Poor communication between IT outsourcing companies and their customers can lead to a shock when it comes time to renew contracts, according to analysts.

Just because a company renews its contract with an information technology outsourcing vendor doesn't mean that all is well--the details often tell a different story, said a consultant.

Wissam Raffoul, a senior program director with Meta Group, said that the IT analysis company's research has shown that while 70 percent of outsourcing contracts are renewed, many are saddled with new limits on scope and duration.

That indicates problems in the customer-vendor relationship that could have been fixed while the previous contract was still in force, but weren't, he said at a Meta Group seminar in Singapore last week. Outsourcing is the practice of one company hiring another one to run an aspect of its business, such as maintaining its PC or managing a data center.
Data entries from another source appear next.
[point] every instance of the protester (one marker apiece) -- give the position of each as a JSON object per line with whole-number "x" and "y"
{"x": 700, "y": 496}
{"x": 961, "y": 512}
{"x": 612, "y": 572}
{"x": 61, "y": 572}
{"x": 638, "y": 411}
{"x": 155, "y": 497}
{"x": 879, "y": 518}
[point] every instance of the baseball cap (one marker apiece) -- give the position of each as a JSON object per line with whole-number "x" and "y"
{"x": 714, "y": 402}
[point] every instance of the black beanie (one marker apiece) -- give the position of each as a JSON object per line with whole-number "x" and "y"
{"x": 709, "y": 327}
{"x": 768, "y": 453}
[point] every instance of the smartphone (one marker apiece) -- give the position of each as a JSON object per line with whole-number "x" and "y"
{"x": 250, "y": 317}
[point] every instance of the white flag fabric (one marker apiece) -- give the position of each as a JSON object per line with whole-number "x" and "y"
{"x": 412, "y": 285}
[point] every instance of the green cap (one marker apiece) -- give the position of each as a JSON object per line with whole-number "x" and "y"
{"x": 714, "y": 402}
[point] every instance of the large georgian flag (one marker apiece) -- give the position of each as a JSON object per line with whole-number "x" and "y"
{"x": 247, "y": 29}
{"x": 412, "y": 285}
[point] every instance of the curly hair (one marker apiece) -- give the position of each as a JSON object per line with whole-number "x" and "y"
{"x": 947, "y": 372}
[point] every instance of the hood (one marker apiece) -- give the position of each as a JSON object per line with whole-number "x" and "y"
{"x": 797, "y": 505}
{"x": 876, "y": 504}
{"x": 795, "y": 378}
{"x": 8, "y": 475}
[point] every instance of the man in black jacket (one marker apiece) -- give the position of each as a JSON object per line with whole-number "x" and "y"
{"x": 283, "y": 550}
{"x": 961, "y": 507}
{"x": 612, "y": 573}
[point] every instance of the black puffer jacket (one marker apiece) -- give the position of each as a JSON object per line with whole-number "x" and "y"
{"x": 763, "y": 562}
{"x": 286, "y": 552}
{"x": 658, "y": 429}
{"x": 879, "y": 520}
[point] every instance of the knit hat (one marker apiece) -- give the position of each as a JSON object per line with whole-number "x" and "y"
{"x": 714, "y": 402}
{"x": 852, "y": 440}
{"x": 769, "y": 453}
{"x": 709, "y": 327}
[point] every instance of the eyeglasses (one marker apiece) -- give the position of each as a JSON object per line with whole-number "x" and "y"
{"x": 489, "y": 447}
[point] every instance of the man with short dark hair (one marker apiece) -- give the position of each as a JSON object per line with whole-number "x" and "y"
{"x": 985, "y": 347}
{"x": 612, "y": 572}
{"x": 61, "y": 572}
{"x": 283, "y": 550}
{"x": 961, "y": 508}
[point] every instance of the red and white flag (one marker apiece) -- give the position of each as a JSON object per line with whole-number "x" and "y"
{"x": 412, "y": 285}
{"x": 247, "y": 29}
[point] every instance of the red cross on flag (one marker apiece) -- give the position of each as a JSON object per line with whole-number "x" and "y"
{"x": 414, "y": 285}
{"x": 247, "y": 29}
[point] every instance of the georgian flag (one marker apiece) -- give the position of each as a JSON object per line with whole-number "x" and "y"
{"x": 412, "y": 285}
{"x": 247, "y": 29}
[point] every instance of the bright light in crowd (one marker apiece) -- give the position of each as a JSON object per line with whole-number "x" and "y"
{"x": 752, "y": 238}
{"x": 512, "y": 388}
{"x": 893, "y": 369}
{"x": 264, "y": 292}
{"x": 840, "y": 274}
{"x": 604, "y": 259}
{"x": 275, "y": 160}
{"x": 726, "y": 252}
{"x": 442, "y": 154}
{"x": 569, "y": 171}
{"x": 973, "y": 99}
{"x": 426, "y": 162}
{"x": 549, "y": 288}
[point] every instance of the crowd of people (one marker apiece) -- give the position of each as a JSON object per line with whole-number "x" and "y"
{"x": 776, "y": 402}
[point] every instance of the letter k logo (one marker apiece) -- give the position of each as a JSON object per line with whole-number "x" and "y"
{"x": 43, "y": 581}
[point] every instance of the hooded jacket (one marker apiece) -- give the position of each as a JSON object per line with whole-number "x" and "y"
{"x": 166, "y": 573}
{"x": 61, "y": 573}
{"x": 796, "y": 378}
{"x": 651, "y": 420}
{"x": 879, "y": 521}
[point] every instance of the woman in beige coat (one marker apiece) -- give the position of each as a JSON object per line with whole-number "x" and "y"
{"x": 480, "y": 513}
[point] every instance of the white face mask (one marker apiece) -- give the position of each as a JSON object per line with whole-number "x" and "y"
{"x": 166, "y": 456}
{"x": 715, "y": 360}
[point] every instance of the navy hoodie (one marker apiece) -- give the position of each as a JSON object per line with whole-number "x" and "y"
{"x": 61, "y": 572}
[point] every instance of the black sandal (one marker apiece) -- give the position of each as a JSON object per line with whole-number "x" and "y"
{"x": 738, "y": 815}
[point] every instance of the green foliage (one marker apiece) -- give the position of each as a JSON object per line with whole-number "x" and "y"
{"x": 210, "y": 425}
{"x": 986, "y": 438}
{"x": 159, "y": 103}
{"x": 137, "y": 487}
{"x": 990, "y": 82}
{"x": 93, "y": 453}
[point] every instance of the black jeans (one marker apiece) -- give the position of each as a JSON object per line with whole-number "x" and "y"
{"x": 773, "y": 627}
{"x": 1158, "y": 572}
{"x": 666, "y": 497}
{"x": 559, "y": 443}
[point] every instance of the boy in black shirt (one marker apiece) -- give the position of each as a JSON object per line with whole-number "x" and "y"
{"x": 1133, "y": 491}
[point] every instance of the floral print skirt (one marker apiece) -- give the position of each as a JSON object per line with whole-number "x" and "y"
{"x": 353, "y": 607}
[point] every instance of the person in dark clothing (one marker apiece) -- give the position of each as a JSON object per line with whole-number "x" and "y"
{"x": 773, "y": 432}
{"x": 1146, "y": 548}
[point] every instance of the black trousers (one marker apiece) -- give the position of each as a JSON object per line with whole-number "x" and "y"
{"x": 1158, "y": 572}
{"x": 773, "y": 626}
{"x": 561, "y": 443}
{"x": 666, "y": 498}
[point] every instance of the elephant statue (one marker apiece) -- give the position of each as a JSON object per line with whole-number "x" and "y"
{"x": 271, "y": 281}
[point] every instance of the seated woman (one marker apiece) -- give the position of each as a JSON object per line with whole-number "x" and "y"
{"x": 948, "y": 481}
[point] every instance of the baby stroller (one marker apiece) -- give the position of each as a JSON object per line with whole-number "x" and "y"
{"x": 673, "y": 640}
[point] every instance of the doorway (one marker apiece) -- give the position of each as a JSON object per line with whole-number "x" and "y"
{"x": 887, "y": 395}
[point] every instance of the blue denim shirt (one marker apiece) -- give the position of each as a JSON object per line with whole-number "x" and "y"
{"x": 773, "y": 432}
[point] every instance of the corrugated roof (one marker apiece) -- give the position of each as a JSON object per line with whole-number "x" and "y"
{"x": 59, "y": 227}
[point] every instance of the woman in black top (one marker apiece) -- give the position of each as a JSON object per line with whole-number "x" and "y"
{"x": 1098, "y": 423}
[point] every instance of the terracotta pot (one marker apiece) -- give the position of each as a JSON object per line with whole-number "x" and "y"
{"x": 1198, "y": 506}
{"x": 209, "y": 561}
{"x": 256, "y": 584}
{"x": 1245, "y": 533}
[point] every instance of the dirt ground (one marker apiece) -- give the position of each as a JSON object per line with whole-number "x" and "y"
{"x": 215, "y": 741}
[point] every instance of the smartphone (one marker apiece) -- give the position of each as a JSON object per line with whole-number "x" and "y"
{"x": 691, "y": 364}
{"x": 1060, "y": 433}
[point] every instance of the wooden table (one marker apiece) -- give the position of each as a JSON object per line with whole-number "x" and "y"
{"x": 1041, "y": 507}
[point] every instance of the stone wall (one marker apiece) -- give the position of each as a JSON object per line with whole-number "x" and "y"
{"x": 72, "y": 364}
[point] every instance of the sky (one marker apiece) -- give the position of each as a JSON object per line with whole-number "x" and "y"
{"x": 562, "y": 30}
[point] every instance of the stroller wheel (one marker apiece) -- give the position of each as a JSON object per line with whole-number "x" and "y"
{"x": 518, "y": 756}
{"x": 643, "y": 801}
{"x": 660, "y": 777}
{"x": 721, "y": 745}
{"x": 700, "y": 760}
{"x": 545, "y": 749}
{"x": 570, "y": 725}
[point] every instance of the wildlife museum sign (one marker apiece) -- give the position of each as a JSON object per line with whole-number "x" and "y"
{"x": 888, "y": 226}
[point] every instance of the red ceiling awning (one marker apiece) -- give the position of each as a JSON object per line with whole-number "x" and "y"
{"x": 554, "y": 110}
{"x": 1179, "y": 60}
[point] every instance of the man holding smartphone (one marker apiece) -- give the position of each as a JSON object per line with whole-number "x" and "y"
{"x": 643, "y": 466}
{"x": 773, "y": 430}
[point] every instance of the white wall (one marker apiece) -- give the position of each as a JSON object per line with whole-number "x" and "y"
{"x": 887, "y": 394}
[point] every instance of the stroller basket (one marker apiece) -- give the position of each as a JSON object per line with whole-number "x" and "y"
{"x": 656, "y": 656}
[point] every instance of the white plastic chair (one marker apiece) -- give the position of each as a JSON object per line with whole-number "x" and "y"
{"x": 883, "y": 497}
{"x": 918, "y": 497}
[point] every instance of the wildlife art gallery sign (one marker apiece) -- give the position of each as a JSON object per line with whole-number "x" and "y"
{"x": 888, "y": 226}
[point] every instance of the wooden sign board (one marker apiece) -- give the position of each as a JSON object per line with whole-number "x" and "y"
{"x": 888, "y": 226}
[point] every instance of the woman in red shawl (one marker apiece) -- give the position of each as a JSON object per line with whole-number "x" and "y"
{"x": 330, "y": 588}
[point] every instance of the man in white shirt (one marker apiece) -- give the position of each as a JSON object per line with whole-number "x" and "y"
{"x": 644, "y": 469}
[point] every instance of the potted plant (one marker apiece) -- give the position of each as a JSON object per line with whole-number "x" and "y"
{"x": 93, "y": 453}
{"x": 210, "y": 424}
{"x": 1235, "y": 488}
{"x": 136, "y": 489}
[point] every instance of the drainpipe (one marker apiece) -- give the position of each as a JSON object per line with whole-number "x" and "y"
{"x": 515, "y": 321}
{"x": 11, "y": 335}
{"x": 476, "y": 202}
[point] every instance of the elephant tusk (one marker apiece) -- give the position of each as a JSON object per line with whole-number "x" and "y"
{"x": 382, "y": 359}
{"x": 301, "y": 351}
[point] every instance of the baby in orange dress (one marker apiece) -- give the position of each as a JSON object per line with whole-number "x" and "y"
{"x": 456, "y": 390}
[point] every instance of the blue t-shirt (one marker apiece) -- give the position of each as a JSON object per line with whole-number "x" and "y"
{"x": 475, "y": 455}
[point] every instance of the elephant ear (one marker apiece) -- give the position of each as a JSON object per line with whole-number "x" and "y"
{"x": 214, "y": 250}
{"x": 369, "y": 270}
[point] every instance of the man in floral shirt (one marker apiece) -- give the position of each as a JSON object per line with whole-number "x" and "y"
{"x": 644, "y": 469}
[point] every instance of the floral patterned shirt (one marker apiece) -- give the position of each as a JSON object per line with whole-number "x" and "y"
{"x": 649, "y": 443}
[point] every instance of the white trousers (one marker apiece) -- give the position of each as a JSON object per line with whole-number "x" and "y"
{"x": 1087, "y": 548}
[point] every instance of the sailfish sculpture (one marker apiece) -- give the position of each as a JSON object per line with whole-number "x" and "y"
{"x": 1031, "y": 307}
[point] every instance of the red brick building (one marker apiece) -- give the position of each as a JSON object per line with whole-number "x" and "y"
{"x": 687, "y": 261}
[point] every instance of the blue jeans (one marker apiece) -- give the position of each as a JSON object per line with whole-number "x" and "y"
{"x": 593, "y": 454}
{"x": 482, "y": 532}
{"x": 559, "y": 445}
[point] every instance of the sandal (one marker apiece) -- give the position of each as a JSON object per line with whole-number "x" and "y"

"The customers want to avoid the pain of creating a relationship with a new vendor. It's better the devil they know than the devil they don't," said Raffoul.

Raffoul's comments reflect the current state of turbulence in outsourcing. Market research firm Gartner Dataquest has cautioned that in 2003, half of IT outsourcing projects will fail because they have not delivered the expected value. Poor communication between client and vendor, the lack of a plan to manage the relationship between these and the constant change in business plans and technology are cited as the main causes of customer dissatisfaction, said Gartner.

There are other signs of how bad the communications breakdown can get, according to Raffoul. Another Meta Group survey showed that if IT managers could have changed one thing in their outsourcing contracts, it would have been the exit clause, to make it less restrictive.

Many companies underestimate how rocky communications can become, and don't invest enough in managing the relationship, he said. Too often, customer unhappiness is only felt at contract renewal time, when it comes as a shock to the vendor, he said.

Of those companies that stop outsourcing, 20 percent do so because a working relationship with the vendor failed to materialize. Sometimes, the problem is so bad that if there had been a chance to sever the contract earlier, the customer would have, said Raffoul. The remaining 10 percent choose to return the IT function back into the company, because of changing business conditions.

The solution to the communications breakdown? Make vendor management a formal part of the deal and have an "intent" contract in addition to the legal contract. An intent contract captures in broader terms the spirit of the deal in a way a plain legal contact cannot, and can help should things have to go to court, Raffoul said.

Raffoul was speaking at a Meta Group seminar on outsourcing held in Singapore last Thursday. The Meta Group provides consultancy services to companies outsourcing their IT functions.

CNETAsia's John Lui reported from Singapore.